Ronald Reagan on Smoking and Sexuality


Historian Rick Perlstein recently turned up a gem from the November 3, 1978 issue of the Spokane Daily Chronicle (I assume it was syndicated) and linked to it on his Facebook page.  In this article Ronald Reagan, two years before he became President of the United States, opposed a California ban on smoking and a ban on teachers who advocate homosexuality.

Liberals will use this article, as they should, to show that Reagan was more willing to defend the rights of homosexuals than many of the Republicans who claim his legacy today.

But whatever one’s position on these issues, it is also worth noting that this article shows that Reagan seemed to have a handle on matters of public policy and was capable of making a rational argument in print (assuming he wrote it) consistent with his libertarian ideals.  Would our current Republican presumptive nominee be able to make such an argument in this reasoned way? Or better yet, would he even be interested in engaging with policy this way?

2 thoughts on “Ronald Reagan on Smoking and Sexuality

  1. BTW, does the epithet “pseudo-historian” only apply to those on the right?

    Don’t take it from me, as I have a bone to pick with Perlstein (more on that later, too), listen to Perlstein’s fellow liberals:

    Sam Tanenhaus, former editor of the New York Times Book Review, reviewing the trilogy in The Atlantic, dismissed Perlstein out of hand as simply a “Web aggregator.” Tanenhaus goes on to call Perlstein “intellectually lazy” and says his writing is now characterized by “an insistent vulgarity.” Perlstein, he adds, “now finds rumor more illuminating than fact.”

    Nathan Heller of The New Yorker dismisses Perlstein’s work as “cheap, and obfuscatory, and heading toward intellectual dishonesty . . .”

    “Liberal bias,” noted the Miami Herald, “permeates Rick Perlstein’s time capsule.” Noted liberal essayist Steve Donoghue witheringly wrote that Perlstein’s book has a “stink of sloppiness and data-massaging.” Data-massaging is a polite way of saying “making it up.”

    A reviewer for the Buffalo News, Edward Cuddihy, found it “disturbing that Simon & Schuster has chosen not to include footnotes or endnotes in the print version of this book. . . . If this is to be considered legitimate history . . . endnotes must be included.”

    Meanwhile, Geoffrey Kabaservice in The National Interest called Perlstein “simplistic” and concluded that his book was “a bridge to nowhere.” He says of Perlstein, “He continually inserts himself into the narrative with sarcastic asides that make reading the book akin to watching an episode of the cult television show, Mystery Science Theater 3000, in which the movie onscreen is drowned out by its wisecracking spectators.”

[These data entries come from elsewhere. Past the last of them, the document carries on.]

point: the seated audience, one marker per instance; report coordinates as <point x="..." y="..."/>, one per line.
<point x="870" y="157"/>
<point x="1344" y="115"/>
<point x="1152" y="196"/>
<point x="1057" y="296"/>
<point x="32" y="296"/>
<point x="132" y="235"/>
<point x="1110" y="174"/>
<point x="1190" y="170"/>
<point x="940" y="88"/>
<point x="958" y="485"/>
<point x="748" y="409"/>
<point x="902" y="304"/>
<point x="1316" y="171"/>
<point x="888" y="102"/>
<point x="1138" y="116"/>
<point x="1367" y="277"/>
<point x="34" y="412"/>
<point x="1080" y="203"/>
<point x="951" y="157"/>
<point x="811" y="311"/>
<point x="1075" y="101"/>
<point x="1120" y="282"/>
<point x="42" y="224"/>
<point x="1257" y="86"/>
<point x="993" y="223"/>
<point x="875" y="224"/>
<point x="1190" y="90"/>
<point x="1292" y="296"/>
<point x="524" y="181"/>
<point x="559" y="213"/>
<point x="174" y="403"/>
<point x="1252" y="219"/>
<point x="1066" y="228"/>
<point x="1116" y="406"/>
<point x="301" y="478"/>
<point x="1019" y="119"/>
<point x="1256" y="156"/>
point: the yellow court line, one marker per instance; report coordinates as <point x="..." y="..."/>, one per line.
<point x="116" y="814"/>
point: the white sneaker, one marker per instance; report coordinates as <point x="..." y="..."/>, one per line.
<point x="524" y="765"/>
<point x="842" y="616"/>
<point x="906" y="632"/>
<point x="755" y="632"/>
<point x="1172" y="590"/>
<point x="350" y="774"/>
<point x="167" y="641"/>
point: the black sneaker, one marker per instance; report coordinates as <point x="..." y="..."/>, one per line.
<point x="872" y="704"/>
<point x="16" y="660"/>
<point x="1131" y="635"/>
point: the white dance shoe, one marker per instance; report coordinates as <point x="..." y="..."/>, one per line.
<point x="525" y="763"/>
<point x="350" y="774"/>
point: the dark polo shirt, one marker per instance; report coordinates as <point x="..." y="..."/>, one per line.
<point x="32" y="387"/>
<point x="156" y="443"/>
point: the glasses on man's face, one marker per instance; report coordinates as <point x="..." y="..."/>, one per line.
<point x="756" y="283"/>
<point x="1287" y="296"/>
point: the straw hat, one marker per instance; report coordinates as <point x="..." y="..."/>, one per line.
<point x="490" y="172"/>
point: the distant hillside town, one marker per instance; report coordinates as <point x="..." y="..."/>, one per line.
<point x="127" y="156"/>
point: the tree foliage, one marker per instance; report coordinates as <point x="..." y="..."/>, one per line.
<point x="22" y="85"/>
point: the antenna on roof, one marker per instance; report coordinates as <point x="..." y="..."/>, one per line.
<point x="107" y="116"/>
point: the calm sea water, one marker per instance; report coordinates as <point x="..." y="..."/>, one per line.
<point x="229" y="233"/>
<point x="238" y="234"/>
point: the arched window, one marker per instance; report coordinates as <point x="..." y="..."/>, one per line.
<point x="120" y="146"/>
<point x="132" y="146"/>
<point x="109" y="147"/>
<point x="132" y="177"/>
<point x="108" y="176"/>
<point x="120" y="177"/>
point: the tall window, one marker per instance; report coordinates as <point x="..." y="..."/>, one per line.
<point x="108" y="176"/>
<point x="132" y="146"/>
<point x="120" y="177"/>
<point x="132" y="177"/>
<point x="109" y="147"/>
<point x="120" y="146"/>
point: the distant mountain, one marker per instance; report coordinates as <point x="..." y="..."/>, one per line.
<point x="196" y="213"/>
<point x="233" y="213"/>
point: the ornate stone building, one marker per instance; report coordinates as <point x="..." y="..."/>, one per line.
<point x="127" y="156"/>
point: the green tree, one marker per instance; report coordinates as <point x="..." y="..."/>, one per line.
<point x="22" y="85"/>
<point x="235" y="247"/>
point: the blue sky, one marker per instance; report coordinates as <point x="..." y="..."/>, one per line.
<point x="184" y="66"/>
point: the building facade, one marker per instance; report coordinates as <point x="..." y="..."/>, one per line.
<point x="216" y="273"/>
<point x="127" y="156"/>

    Unfortunately for Mr. Perlstein, it goes downhill from there…


  2. Shall we file this in the Strange New Respect Department, where Republicans are only of value as cudgels against other Republicans? ;-D

    Reagan’s opposition to the homosexuality part of the proposed law was against its broadness–the part that would be relevant to “many of the Republicans who claim his legacy today” was about a teacher using his position of trust to advocate homosexuality, which, as Reagan notes was already prohibited by law, thus making a broader statutory ban unnecessary, and open to abuse in bringing in teachers’ private lives into a legitimate public concern.

    Now that advocacy of homosexuality is mandatory in California

    it’s rather moot would Ronald Reagan thought of Proposition 6 in 1978, since the government has gone far past plausible neutrality or ‘libertarianism’ on the issue.

    As for smoking, Reagan was quite prescient about where government power would go with that too. The slippery slope he warned about is now reality.

    As for Donald Trump, I see little evidence he cares about these things one way or the other. On government intervention in the ‘transsexualism’ issue, he’s on record as favoring leaving it to the states and leaving the federal government out of the whole thing, a position that most “Republicans who claim [Reagan’s] legacy today” are obliged to honor, since it’s also their federalism position on abortion and gay marriage.